The ancient stone, which measures 13 meters long by 7.9 wide, was carved in ancient times with curious symbols.
The symbols are one of the most excellent examples of petroglyphs in Scotland.
The stone is located at Auchnacraig, Faifley, West Dunbartonshire, Scotland, next to the Cochno farm.
It is also known variously as “Whitehill 1” and “the Druid Stone.”
Those who have had the honor to study the stone have identified the symbols on its surface as possible planets, stars, and galaxies.
In 1965, after partially studying the enigmatic petroglyphs, archaeologist Ludovic Maclellan Mann gave orders to bury the massive rock under several feet of soil.
Mann wanted to protect it from damage and prevent people from adding their own carvings onto it. Ironically, he was the one who painted a series of white lines on its surface to prove one of his theories; “that the symbols could predict eclipses and were marking movements of the sun and moon in prehistory.”
In 2015 the Cochno stone was partially re-exposed by experts for investigation during a 3-day dig. The study involved archaeologists from the University of Glasgow, with a complete re-exposure following a year later.
The Cochno Stone, which is thought to date back to 3000BC, is considered one of the best examples of Neolithic or Bronze Age cup and ring markings in Europe.
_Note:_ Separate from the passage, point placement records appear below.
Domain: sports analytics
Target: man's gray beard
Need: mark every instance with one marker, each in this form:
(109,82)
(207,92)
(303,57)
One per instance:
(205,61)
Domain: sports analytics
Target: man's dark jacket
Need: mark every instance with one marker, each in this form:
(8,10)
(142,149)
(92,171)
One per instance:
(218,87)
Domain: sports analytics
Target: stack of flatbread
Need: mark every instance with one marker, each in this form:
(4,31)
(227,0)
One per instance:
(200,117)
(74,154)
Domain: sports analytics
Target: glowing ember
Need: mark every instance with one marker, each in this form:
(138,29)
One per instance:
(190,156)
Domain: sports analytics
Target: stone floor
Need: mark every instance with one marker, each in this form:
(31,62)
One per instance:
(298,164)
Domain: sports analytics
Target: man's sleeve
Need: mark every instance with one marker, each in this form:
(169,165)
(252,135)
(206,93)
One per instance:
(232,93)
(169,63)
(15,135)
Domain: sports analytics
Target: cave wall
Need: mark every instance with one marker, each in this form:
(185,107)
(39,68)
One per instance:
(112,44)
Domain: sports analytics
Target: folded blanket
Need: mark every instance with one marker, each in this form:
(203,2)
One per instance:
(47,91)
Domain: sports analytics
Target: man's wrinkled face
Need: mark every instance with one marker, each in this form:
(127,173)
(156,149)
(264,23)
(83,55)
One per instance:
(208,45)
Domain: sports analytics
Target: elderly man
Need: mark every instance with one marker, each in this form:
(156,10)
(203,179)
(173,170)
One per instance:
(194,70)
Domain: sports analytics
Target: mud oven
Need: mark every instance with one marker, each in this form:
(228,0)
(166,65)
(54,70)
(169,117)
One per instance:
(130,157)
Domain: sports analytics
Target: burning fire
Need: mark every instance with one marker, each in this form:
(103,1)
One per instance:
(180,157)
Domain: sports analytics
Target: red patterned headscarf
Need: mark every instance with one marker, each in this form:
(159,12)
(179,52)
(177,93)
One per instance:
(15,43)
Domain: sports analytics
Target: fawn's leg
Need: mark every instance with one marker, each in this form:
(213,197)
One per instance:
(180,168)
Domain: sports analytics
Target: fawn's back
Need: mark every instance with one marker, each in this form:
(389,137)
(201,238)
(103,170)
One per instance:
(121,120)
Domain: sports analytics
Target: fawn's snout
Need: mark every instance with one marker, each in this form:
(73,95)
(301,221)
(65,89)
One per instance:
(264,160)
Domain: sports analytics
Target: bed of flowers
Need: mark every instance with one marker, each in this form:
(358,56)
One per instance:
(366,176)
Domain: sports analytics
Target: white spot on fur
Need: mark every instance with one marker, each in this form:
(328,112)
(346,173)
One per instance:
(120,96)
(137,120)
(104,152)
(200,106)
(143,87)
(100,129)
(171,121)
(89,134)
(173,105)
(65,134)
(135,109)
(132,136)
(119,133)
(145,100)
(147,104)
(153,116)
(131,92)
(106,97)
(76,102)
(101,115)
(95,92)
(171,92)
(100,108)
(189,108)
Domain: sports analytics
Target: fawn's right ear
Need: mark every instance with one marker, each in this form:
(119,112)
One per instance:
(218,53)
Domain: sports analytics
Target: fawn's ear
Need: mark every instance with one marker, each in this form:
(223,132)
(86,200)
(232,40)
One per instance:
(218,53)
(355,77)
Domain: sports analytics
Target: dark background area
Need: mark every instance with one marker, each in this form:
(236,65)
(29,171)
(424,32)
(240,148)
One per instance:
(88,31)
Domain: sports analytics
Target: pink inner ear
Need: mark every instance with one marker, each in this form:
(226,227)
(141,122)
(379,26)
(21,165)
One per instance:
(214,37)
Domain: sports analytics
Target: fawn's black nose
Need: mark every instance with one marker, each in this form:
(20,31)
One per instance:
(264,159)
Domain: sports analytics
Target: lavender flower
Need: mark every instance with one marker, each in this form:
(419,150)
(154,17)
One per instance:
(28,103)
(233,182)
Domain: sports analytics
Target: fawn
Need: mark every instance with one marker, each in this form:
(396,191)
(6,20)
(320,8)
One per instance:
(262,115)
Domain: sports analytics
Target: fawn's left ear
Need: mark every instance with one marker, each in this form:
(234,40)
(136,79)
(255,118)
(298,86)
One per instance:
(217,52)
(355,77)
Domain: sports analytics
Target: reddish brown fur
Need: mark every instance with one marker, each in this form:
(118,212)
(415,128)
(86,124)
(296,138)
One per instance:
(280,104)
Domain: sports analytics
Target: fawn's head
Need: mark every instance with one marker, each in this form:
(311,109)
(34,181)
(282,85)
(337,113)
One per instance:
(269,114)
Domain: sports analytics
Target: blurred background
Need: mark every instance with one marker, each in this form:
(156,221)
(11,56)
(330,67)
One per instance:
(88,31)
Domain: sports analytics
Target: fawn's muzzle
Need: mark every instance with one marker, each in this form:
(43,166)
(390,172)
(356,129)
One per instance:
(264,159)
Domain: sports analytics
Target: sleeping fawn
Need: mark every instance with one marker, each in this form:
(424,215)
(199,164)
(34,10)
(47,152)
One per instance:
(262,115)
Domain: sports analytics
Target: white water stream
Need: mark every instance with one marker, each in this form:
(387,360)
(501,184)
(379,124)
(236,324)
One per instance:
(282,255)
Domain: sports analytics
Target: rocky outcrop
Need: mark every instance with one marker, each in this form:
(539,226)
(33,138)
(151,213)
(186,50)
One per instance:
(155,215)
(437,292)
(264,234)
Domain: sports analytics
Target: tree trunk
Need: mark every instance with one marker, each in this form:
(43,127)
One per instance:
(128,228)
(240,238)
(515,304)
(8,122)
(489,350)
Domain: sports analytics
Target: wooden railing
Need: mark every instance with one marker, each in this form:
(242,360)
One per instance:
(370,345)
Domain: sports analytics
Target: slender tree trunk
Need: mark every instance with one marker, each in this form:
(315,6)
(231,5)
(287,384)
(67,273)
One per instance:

The exact meaning of the symbols on its surface remains a mystery, and there isn’t a consensus among archeologists about the precise purpose of the symbols.
Is it a sky map? Are they fine examples of Neolithic Art? Or are they a form of written language?
The truth is, we don’t know.
Some scholars have proposed that the massive stone is, in fact, a religious or ceremonial slab.
Similar slabs, although with different markings, have been found across Europe, Central America, and even India.
“Some people think that the Cochno Stone is a map showing the other settlements in the Clyde Valley – that’s one of the theories. I think it was probably used for lots of things; it was never used for just one thing and over hundreds of years it changed use,” explained History researcher Alexander McCallum
“As far as the symbolism goes, some believe it’s a portal, of life and death, rebirth, a womb, and a tomb – people believed in reincarnation, so they would go into the earth and then come out again,” added McCallum.
According to the Scotsman, the Cochno stone is one of 30 rock art sites to have been recorded and mapped in West Dunbartonshire with a further 36 listed in Inverclyde, including three on Gourock Golf Course.